1st mod of any kind since I got the Altima....I got them in Black, I like the stock look, I like the sleeper look....

future mods, nismo suspension+sway bars, nismo intake and way down the line an exhaust....

rims maybe, body kit is a no go, not big fans of them...only cetain kits on certain cars (i.e. abflug supra)

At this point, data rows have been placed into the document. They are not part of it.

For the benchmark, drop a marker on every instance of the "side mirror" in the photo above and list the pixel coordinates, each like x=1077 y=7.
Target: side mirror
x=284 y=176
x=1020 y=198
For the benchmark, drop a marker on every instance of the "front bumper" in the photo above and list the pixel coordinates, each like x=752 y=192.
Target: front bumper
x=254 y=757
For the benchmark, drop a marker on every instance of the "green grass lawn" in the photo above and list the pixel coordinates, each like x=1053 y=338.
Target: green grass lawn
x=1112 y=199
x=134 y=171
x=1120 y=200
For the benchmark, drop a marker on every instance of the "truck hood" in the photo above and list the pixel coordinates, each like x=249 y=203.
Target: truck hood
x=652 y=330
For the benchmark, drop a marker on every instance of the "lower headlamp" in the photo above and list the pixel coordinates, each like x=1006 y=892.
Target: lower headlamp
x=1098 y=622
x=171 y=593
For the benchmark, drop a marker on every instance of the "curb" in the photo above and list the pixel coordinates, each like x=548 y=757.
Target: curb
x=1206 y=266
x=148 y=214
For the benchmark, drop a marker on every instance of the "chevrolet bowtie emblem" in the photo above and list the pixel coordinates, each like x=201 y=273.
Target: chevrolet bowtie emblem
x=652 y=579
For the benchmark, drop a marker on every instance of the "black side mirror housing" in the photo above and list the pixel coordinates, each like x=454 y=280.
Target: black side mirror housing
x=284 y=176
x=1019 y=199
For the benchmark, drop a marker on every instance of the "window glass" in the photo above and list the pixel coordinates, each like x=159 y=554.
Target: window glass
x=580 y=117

fiance and I share the car till it's paid off and I can buy her a SUV


----------



## jnhalstead (Feb 2, 2006)

well after the install my windows can't really tell if they move up and down faster, but I know for sure dat my sunroof moves quick as shiet now compared 2 b4 the install.....other than dat I can't really tell any difference. was my 1st mod because I plan on a serious entertainment setup inside the car. throttle response seem better but I think dat was in my head...


----------



## WATSON1 (Jul 9, 2005)

Sunroof in the Altima is damn sure slow, or at least mine was. Nismo susp. and CAI are a good decision, along the lines of exhaust, I would recommend Mossy Performance. There are several good threads about all three, and the pros v. cons of each.


----------



## craigqc (Feb 10, 2005)

dont buy anything nismo. you are just flushing $$$ down the toilet. the AT wires should also smooth out your idle a bit and maybe even squeeze a bit more juice out of you headlights. not a bad first mod.


----------



## jnhalstead (Feb 2, 2006)

I got HIDs so if my headlights were brighter, I wouldn't notice....but I have concluded it has helped the throttle response, there used to be a nasty wait for power like I was runnin' a turbo and waitin' for it to spool up, but dat has been elimanated....
reason for the nismo....1st choice was the Tein suspension, but I have yet to see sum1 wit' it dialed in on here and for the extra few bucks it is over the Nismo, I'll take the nismo. I really haven't heard any complaints bout the nismo, except from people who don't ride on the suspension at all either


----------



## cdmorenot (Dec 22, 2005)

forget about the nismo.. i got the ksports that were being advertised around.. a friend of mine got them a while back for 700 bucks got a great deal on a m45 so he let the alti go.. now i get to enjoy the ksports they look great they're gonna be put in soon.. and so far the ppl that have them speak very very highly of them.. i wouldn't fuck with nismo.. i switched my injen intake to a nismo one .. and a week later the injen was back in there.. the AT grouning wires are great i have them on my 2.5 and they do help throlle a bit but the best is that semi sounding idle it helped it very much...


----------



## cdmorenot (Dec 22, 2005)

all you have to do is rim it up!!!


----------



## WATSON1 (Jul 9, 2005)

cdmorenot said:


> all you have to do is rim it up!!!
> 
> 
> 
> ...


----------



## cdmorenot (Dec 22, 2005)

That's the GPS antenna for the avic


----------



## cdmorenot (Dec 22, 2005)

i was thinking about the se-r spoiler but i'm not sure if it will look nice.. the rims and the tails yes.. but the spoiler would make it look like a fake ass se-r .. i think.. but i could be wrong.. ill post some pics tomorrow with the lip kit on cause those are kinda old..


----------